How To Interact with Data in ElasticSearch Using CRUD Operations

Published on December 27, 2013

How To Interact with Data in ElasticSearch Using CRUD Operations

Status: Deprecated

This article covers a version of Ubuntu that is no longer supported. If you are currently operate a server running Ubuntu 12.04, we highly recommend upgrading or migrating to a supported version of Ubuntu:

Reason: Ubuntu 12.04 reached end of life (EOL) on April 28, 2017 and no longer receives security patches or updates. This guide is no longer maintained.

See Instead: This guide might still be useful as a reference, but may not work on other Ubuntu releases. If available, we strongly recommend using a guide written for the version of Ubuntu you are using. You can use the search functionality at the top of the page to find a more recent version.

Introduction

Flexible searching and indexing for web applications and sites is almost always useful and sometimes absolutely essential. While there are many complex solutions that manage data and allow you to retrieve and interact with it through HTTP methods, ElasticSearch has gained popularity due to its easy configuration and incredible malleability.

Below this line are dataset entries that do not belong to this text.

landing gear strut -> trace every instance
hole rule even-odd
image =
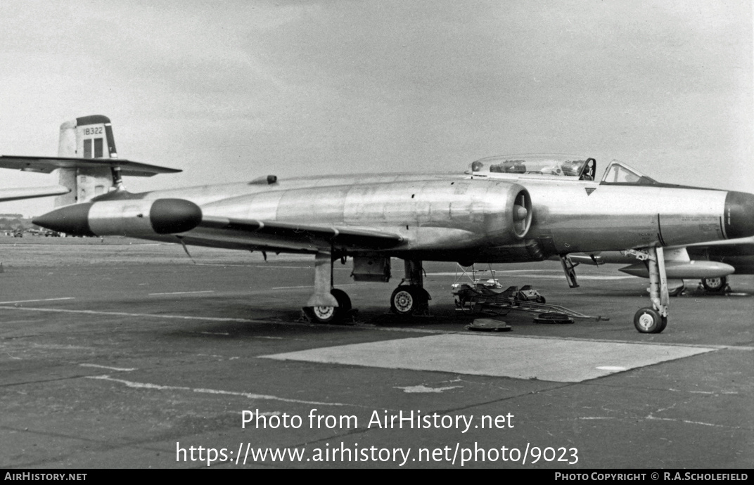
[[[702,279],[702,287],[707,291],[722,292],[728,285],[728,278],[704,278]]]
[[[659,334],[667,325],[667,308],[670,296],[665,273],[665,256],[662,247],[649,248],[645,252],[633,252],[647,262],[649,269],[649,299],[651,308],[642,308],[633,316],[633,326],[642,334]]]
[[[304,314],[317,323],[337,323],[351,310],[351,298],[333,288],[333,255],[317,252],[314,257],[314,292],[304,307]]]
[[[432,299],[424,288],[424,270],[419,260],[405,260],[406,277],[390,297],[390,310],[397,315],[427,315]],[[405,283],[408,283],[406,285]]]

In this article, we will be discussing how to interact with ElasticSearch in order to utilize it for your specific needs. We will be demonstrating this on an Ubuntu 12.04 VPS.

To follow along, you must install ElasticSearch using this tutorial. We will assume that you installed ElasticSearch using the latest .deb file provided by the project’s site.

How ElasticSearch Works

Before delving into the nuts and bolts of ElasticSearch usage, it is important to know how the software implements its solutions.

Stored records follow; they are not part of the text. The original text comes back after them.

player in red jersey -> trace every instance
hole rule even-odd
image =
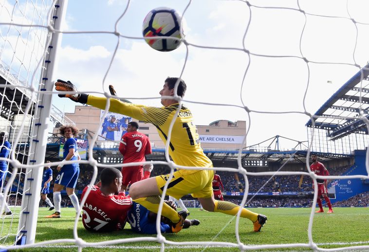
[[[216,171],[214,171],[214,177],[213,178],[213,192],[214,194],[214,198],[219,200],[224,201],[220,186],[221,186],[221,190],[224,191],[224,187],[221,180],[221,176],[216,174]]]
[[[329,176],[329,173],[328,171],[325,168],[324,165],[318,161],[316,155],[312,154],[311,157],[313,163],[310,166],[310,170],[311,170],[312,172],[316,175]],[[328,193],[327,191],[327,179],[316,179],[316,182],[318,183],[318,198],[316,201],[320,210],[315,212],[315,213],[323,213],[324,212],[322,206],[322,200],[320,199],[321,196],[323,196],[323,197],[324,198],[324,200],[327,202],[327,205],[329,208],[328,213],[333,213],[331,200],[330,200],[328,196],[327,196],[327,194]],[[313,188],[314,188],[314,184],[313,184]]]
[[[100,175],[101,187],[92,186],[83,204],[83,226],[90,231],[108,232],[122,229],[126,224],[132,199],[117,194],[122,186],[122,174],[114,168],[106,168]],[[83,190],[82,198],[88,186]]]
[[[119,145],[119,152],[124,156],[123,163],[146,161],[145,155],[150,154],[151,146],[148,136],[139,132],[138,124],[131,121],[127,125],[127,133],[122,137]],[[150,172],[145,171],[145,178],[150,177]],[[128,185],[139,181],[144,178],[142,165],[125,167],[122,168],[123,176],[121,191],[127,189]]]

ElasticSearch provides a RESTful API that you can interact with in a variety of ways. This basically is a type of interface that describes the way a client and server interact. If a server is said to be “RESTful”, it provides a way to interact through common HTTP methods (GET, POST, PUT, DELETE), and does not maintain state information. Each request is independent and resources are returned in common text formats like JSON.

ElasticSearch exposes an API that allows you to interact with data using the HTTP verbs, and passes parameters and information through the use of URI components. This means that it stores data based on how the URI is formatted.

In a typical ElasticSearch interaction, you specify the operation you are using to determine what kind of action to perform on the data that follows. To retrieve information, you may use a GET command. To create or update records, you can use a PUT or POST command.

Implementing CRUD Methods

CRUD stands for create, read, update, and delete. These are all operations that are needed to effectively administer persistent data storage. Luckily, these also have logical equivalents in HTTP methods, which makes it easy to interact using standard methods. The CRUD methods are implemented by the HTTP methods POST, GET, PUT, and DELETE respectively.

ElasticSearch provides API access that can perform all of these functions. We will discuss ElasticSearch in terms of how to do these types of operations.

For ease of explanation, we will use curl to demonstrate, since you can explicitly state the HTTP method and you can easily interact with ElasticSearch from your terminal session.

ElasticSearch can be accessed by default by going to port 9200 on the server.

Create Content

Object creation in ElasticSearch is usually referred to as indexing. This is simply the process of adding data to the store and deciding on categories. We can create objects in ElasticSearch using the HTTP methods PUT or POST.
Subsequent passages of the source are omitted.